For proteinuria, HCRU exhibited a numerically increasing trend from least to most severe baseline UPCR, starting with patients at UPCR 0.5 to <1.0 g/g relative to those with UPCR <0.5 g/g. Previous treatment goals targeting proteinuria levels to below 1.0 g/g may impact HCRU in the IgAN population, and our findings support the UPCR goal of <0.5 g/g in the 2025 KDIGO clinical practice guideline, with levels ≥0.5 g/g representing a high-risk population that merits treatment.7,16
In the regression analyses, lower kidney function, higher proteinuria, and higher comorbidity burden were all associated with significantly greater risk of specific types of HCRU, such as outpatient visits, laboratory and radiology services, and medication dispenses. These results support the strength of the associations of these baseline markers of disease severity with subsequent utilization.
Limitations
A limitation of this study is the retrospective design, in which the study cohort was derived from a real-world practice environment. Indication for kidney biopsy was determined by individual practitioners, and thus patients with mild IgAN may not have been biopsied and captured in the study cohort. Additionally, the population was insured and with similar access to care and may not reflect a noninsured population.
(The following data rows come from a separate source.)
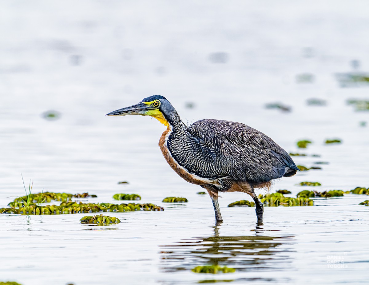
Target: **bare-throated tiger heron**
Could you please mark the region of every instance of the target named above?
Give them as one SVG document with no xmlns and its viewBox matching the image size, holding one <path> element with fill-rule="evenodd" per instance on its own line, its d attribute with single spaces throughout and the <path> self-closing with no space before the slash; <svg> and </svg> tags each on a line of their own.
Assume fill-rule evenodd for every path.
<svg viewBox="0 0 369 285">
<path fill-rule="evenodd" d="M 151 116 L 166 126 L 159 141 L 163 155 L 180 176 L 207 190 L 218 222 L 223 220 L 218 192 L 250 195 L 260 221 L 263 204 L 254 189 L 269 188 L 273 179 L 299 170 L 288 154 L 262 133 L 239 123 L 211 119 L 187 126 L 162 96 L 151 96 L 107 114 L 127 115 Z"/>
</svg>

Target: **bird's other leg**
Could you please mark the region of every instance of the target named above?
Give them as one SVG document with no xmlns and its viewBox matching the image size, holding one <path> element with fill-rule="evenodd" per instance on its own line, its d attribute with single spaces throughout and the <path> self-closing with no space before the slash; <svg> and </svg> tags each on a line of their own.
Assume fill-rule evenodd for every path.
<svg viewBox="0 0 369 285">
<path fill-rule="evenodd" d="M 215 213 L 215 219 L 217 225 L 221 224 L 223 222 L 222 215 L 220 214 L 220 209 L 219 208 L 219 203 L 218 202 L 218 190 L 215 188 L 209 185 L 204 185 L 204 188 L 206 189 L 209 193 L 210 198 L 213 202 L 213 205 L 214 207 L 214 212 Z"/>
<path fill-rule="evenodd" d="M 255 191 L 254 191 L 252 185 L 251 186 L 251 190 L 249 195 L 252 197 L 254 202 L 255 202 L 255 204 L 256 205 L 256 209 L 255 212 L 256 212 L 256 216 L 258 217 L 258 221 L 262 222 L 263 214 L 264 213 L 264 206 L 263 206 L 263 203 L 260 202 L 259 198 L 258 198 L 258 196 L 255 194 Z"/>
</svg>

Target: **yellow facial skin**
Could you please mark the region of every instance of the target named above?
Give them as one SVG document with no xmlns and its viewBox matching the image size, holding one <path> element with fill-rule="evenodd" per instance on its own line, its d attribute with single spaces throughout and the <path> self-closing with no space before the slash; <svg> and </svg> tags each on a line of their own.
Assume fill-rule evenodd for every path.
<svg viewBox="0 0 369 285">
<path fill-rule="evenodd" d="M 143 102 L 142 103 L 146 105 L 151 105 L 153 107 L 156 108 L 157 107 L 155 107 L 153 104 L 155 102 L 159 102 L 159 104 L 157 106 L 159 107 L 160 106 L 160 101 L 159 100 L 154 100 L 154 101 L 151 101 L 151 102 Z M 148 116 L 151 116 L 153 118 L 155 118 L 162 124 L 163 124 L 167 127 L 169 127 L 169 123 L 166 120 L 164 115 L 163 115 L 163 113 L 160 111 L 160 110 L 159 109 L 148 110 L 145 112 L 145 114 Z"/>
</svg>

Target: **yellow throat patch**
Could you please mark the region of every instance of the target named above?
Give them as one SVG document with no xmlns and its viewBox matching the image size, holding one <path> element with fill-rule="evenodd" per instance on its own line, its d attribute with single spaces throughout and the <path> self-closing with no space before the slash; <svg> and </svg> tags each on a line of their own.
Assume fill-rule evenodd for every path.
<svg viewBox="0 0 369 285">
<path fill-rule="evenodd" d="M 155 118 L 167 127 L 169 127 L 169 122 L 165 119 L 163 113 L 158 110 L 148 110 L 145 114 Z"/>
</svg>

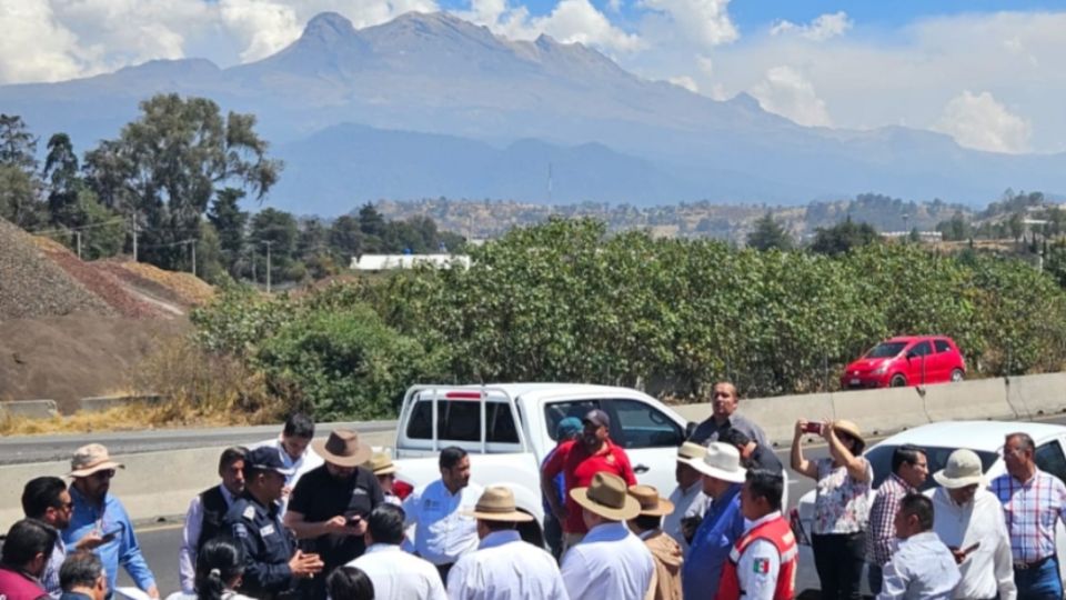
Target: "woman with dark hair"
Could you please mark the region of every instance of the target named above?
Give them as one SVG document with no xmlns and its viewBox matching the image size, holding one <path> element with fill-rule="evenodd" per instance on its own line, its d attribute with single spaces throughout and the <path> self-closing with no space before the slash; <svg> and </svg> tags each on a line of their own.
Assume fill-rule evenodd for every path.
<svg viewBox="0 0 1066 600">
<path fill-rule="evenodd" d="M 234 591 L 243 574 L 241 547 L 229 538 L 214 538 L 197 554 L 197 593 L 174 592 L 167 600 L 253 600 Z"/>
<path fill-rule="evenodd" d="M 829 456 L 807 460 L 802 439 L 817 433 Z M 817 481 L 811 549 L 825 600 L 858 600 L 866 559 L 866 524 L 874 469 L 863 457 L 866 441 L 858 426 L 839 419 L 823 423 L 796 421 L 792 439 L 792 469 Z"/>
<path fill-rule="evenodd" d="M 331 600 L 374 600 L 374 584 L 356 567 L 340 567 L 325 580 Z"/>
</svg>

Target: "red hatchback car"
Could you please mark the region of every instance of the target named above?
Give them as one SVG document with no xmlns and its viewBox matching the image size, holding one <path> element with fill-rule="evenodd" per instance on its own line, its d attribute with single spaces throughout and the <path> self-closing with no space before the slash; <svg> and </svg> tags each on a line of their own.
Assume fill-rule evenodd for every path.
<svg viewBox="0 0 1066 600">
<path fill-rule="evenodd" d="M 885 340 L 852 362 L 841 389 L 898 388 L 962 381 L 966 362 L 955 341 L 944 336 L 901 336 Z"/>
</svg>

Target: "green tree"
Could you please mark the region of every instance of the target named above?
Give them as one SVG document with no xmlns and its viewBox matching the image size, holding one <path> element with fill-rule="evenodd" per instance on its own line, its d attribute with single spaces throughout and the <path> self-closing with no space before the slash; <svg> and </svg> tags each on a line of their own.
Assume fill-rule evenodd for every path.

Therefore, there is an issue with potential selection bias, since our findings may not be representative of those who are not receiving care within an integrated healthcare system.
CONCLUSIONS
With acknowledgment of the methodological caveats, the results of this study indicate that clinical characteristics at the time of biopsy, such as level of kidney function, severity of proteinuria, and overall burden of comorbidity, predict subsequent HCRU in patients with IgAN. The identification of patients who are more likely to require intensive management in the future can potentially inform the risk/benefit assessments of patients and providers in determining a course of treatment, as well as health-economic decision-making regarding reimbursement for treatment.
Acknowledgments
Data in this manuscript were presented in part at AMCP Nexus 2024; October 14-17, 2024; Las Vegas, Nevada. Editorial services in manuscript preparation were provided by BioScience Communications, Inc. (New York, N.Y.) and funded by Otsuka.
Funding
This study received funding from Otsuka Pharmaceutical Development and Commercialization, Inc. (Princeton, N.J.).
Disclosures
Dr Cannizzaro and Ms Chen report no relationship or financial interest with any entity that would pose a conflict of interest with the subject matter of this article. Dr Gandhi and Dr Nunna are employees of Otsuka Pharmaceutical Development and Commercialization, Inc. Dr Mathur is an employee of Visterra, Inc. Dr Sim reports research grants from Otsuka, Vertex Pharmaceuticals, and Dimerix Bioscience.